If you’ve seen even a single season of Ramy, the figure of Uncle Naseem will feel strangely familiar. Because we all have an Uncle Naseem in our families, a man of unabashed bigotry everyone seems to tolerate only because we can't get rid of him. In Season 2, Ramy attempts to humanise the despicable character by applying Freud's idea of reaction formation. Essentially, he suggested if someone wants to build a 50-feet-high, barbed-wire-fortified wall fortified, it might mean he is trying too hard to hide something. Uncle Naseem is revealed to be a homosexual man who has repressed his sexual drive — due to its conflict with his beliefs — for so long, his self-hatred manifests as varying forms of bigotry. We’ve seen this earlier with Dave Karofsky in Glee, Brad in The Perks of Being a Wallflower, and Mac in It's Always Sunny in Philadelphia. The outwardly homophobic, secretly homosexual has become one of modern pop culture's go-to LGBTQ stock characters, one which equates homophobia to repressed homosexuality when it is rarely the truth.
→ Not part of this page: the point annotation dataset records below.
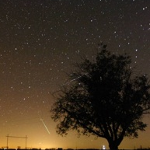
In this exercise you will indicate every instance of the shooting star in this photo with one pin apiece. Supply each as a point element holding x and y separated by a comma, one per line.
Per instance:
<point>45,126</point>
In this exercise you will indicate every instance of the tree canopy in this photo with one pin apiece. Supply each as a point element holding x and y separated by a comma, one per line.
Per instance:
<point>106,99</point>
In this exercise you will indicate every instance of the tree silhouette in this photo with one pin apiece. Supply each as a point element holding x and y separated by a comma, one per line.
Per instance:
<point>106,99</point>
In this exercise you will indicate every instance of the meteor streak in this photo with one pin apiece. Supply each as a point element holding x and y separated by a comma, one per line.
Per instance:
<point>45,126</point>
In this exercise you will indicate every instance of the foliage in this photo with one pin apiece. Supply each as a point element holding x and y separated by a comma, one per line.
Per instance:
<point>106,99</point>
Similar to the Bechdel test which measures gender representation and equality in fiction, the Riz test measures the representation of Muslims. Inspired by Riz Ahmed's 2017 speech on on-screen diversity, the test aims to identify Muslim stereotypes through five criteria. Is the Muslim character: 1. talking about, the victim of, or the perpetrator of terrorism?; 2. presented as irrationally angry?; 3. presented as superstitious, culturally backwards or anti-modern?; 4. presented as a threat to a Western way of life?; 5. presented as misogynistic if male and oppressed by her male counterparts if female? Ramy fails on at least three counts: Uncle Naseem (2), Dena and Maysa (3) and Uncle Naseem again (5).
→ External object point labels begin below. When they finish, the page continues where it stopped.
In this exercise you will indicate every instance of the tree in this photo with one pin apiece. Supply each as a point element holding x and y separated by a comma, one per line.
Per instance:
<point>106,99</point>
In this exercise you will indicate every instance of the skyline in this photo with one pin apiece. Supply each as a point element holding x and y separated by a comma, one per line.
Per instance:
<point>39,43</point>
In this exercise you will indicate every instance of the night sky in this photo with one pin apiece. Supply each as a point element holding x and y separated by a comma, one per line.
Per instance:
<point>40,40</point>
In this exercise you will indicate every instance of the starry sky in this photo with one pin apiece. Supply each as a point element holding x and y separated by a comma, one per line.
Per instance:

In the aforementioned speech at the UK House of Commons, Ahmed spoke about the importance of representation. "People are looking for the message that they belong, that they are part of something, that they are seen and heard and that despite, or perhaps because of, their experience, they are valued." The first two seasons of Ramy sure ensure the experience of the Muslim-American man is valued. Come Season 3, here's hoping the women are too.
Ramy is now streaming on Amazon Prime Video.